Apparently they believed it would be a great practical joke to send her a letter of acceptance. But it was no joke to the determined Elizabeth Blackwell who took up the offer when she received it and in October 1847 joined Geneva Medical College.

The student “joke” had backfired on them but she faced problems from the start, being made to sit apart from the male students at lectures and often excluded from laboratories by professors.

But she worked on doggedly, overcame the odds and graduated first in her class in 1849, becoming, at 28, the first woman in the United States to receive a medical degree.

Armed with her cherished qualification, Blackwell returned to Europe to further her studies and training in London and Paris.

On returning to the United States in 1851 she again met with little respect as a physician – and a lack of work. She was turned away from hospitals and clinics, and found great difficulty renting premises to set up a practice.

But it seems that nothing could hold back this determined person and she did manage to open a small clinic where she treated women of limited means. This would eventually grow into the New York Infirmary for Women and Children – the first American hospital staffed by women, providing medical training and experience for women doctors as well as care for the poor.

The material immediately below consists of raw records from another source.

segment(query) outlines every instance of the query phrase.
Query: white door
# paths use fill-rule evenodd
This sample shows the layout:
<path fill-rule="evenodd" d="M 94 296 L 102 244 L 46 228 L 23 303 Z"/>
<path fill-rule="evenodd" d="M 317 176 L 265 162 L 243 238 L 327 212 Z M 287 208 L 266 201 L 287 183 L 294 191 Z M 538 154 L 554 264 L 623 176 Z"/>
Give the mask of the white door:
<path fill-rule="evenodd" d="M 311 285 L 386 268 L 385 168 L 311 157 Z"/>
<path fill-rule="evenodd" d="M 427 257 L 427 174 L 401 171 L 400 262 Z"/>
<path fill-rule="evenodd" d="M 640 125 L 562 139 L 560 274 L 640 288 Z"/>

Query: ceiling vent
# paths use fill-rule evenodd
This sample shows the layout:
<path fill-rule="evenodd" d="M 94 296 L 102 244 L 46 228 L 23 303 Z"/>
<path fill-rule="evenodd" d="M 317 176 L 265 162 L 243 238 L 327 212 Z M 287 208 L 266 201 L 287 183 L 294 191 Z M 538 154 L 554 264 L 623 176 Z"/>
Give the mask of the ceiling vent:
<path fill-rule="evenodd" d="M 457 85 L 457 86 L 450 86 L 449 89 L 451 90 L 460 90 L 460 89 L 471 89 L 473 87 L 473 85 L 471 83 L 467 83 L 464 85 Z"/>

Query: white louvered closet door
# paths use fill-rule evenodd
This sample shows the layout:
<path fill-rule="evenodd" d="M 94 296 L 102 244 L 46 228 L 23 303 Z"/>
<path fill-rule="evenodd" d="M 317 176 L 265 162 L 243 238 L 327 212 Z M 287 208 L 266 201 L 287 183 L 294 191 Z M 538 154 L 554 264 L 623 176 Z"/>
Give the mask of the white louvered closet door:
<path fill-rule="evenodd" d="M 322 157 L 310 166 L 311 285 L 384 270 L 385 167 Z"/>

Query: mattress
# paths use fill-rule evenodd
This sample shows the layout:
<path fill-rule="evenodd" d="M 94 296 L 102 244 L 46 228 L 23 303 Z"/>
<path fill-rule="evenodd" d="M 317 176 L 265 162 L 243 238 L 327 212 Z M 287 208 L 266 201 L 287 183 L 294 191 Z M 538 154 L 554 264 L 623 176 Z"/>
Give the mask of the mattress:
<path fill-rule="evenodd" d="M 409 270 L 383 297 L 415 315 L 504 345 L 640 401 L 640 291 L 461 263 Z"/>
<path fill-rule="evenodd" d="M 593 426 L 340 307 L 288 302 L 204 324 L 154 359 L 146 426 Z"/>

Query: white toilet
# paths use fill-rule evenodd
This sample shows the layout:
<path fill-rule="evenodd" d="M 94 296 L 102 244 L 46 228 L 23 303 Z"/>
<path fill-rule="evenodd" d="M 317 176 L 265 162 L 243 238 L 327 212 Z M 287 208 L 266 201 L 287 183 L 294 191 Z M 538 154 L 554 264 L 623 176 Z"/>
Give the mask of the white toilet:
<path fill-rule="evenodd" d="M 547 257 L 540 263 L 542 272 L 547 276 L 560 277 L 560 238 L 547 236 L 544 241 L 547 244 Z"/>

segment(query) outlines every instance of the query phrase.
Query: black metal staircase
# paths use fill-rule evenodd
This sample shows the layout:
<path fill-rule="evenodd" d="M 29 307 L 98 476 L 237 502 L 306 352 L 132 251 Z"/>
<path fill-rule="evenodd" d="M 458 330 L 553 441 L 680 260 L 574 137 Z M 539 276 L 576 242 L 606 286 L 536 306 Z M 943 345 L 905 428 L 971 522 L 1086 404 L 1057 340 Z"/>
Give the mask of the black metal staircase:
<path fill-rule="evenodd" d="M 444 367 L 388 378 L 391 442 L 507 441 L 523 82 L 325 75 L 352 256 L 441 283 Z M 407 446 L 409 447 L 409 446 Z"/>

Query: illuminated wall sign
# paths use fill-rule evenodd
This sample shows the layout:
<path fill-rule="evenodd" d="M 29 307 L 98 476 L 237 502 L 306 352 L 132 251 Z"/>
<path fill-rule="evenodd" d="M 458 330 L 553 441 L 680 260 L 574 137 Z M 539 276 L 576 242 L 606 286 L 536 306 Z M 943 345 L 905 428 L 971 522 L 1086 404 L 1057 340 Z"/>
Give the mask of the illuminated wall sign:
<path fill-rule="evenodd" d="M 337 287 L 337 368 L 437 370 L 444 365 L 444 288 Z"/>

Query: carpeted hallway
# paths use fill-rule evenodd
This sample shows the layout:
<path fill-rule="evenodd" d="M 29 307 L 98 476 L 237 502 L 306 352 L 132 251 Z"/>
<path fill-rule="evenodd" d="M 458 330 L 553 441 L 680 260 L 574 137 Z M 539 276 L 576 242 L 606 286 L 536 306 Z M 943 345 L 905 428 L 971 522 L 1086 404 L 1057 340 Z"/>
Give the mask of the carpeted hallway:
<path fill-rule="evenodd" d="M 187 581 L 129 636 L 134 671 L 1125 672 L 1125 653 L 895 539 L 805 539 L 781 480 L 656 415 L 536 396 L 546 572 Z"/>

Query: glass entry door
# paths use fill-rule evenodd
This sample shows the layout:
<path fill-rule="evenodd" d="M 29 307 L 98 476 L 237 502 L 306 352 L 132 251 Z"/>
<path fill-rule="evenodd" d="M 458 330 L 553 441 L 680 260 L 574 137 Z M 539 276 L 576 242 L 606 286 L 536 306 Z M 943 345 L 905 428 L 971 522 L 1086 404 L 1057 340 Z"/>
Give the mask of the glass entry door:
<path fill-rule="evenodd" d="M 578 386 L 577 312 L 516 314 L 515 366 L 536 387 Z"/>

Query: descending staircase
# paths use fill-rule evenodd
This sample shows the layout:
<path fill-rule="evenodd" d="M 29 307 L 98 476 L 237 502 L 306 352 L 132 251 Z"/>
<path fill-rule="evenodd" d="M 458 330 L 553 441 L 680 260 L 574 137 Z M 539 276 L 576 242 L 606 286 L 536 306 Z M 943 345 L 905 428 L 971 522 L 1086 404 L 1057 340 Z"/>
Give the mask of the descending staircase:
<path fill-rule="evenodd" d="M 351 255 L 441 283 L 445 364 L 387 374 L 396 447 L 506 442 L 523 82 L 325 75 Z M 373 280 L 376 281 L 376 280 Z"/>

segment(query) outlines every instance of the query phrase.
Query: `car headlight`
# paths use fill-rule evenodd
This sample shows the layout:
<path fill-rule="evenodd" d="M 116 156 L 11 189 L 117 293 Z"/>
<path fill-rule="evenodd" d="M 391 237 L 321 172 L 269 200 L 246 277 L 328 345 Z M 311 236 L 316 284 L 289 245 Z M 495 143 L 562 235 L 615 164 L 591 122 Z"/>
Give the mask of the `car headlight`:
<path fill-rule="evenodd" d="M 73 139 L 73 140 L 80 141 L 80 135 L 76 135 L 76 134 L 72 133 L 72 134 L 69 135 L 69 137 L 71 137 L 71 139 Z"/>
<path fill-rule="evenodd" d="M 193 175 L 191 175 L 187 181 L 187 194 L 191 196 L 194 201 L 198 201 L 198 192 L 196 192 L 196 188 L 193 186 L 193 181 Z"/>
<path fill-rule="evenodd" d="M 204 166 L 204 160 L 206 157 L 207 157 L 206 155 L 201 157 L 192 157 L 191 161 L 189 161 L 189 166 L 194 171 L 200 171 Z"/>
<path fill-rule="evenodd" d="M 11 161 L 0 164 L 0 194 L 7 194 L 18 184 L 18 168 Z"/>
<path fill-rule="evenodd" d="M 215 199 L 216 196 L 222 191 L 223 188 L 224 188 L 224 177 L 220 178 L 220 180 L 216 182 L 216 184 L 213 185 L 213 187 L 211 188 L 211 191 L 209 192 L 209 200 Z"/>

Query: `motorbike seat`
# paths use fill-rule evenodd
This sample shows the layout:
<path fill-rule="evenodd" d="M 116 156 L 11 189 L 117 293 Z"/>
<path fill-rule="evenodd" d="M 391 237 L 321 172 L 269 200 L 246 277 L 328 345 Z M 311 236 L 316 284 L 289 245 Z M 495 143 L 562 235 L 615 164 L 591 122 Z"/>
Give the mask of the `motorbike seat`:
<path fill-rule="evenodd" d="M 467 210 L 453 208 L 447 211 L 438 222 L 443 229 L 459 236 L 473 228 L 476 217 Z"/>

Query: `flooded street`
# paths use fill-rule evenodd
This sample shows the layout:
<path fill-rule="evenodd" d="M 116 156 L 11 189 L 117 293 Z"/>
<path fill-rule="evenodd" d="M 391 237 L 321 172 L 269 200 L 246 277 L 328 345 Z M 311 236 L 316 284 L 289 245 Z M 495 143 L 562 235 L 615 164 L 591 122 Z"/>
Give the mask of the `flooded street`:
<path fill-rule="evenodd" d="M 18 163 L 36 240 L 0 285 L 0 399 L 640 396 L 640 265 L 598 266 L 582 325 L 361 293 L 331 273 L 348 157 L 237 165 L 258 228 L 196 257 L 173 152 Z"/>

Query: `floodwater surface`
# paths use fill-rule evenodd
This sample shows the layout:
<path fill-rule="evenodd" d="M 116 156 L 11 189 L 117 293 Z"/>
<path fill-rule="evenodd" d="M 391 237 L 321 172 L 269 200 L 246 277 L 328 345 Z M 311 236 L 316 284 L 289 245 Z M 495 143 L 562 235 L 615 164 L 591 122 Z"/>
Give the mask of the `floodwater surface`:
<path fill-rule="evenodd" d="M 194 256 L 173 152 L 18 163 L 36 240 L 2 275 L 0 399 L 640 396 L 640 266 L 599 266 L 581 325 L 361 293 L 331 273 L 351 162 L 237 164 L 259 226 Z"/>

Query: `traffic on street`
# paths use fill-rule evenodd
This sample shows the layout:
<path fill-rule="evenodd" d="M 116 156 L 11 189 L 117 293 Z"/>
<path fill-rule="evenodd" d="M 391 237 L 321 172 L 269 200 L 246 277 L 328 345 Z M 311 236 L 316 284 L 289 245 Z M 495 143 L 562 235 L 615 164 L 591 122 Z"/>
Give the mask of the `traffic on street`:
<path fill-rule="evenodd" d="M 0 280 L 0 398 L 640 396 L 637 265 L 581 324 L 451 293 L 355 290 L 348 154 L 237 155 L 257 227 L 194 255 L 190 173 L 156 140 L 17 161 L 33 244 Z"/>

And having laid the foundation of that enterprise Blackwell went back to England where she helped establish the London School of Medicine for Women where she taught gynaecology.

She retired from the medical profession in 1877 but carried on working as a social and moral reformer both in America and in the UK. She was involved in several reform movements including those supporting women’s rights, hygiene and family planning.

Blackwell never married nor had children. In 1907, she fell down a flight of stairs, disabling her both physically and mentally. She died in May, 1910 after a paralytic stroke, aged 89.

To this day, the issue of abortion, which was so important to Elizabeth Blackwell, remains a highly contentious issue in the United States, with fierce arguments put by both sides.

By the 1870s, almost every state in America had made abortion a criminal act. But a century later, those laws were swept aside by the Supreme Court under what became known as the 1973 Roe v Wade judgment, after which abortion became widely available across the country.

If Blackwell were alive today she would probably be horrified to learn that official statistics show the number of reported abortions in the United States since 1973 stands at over 60 million.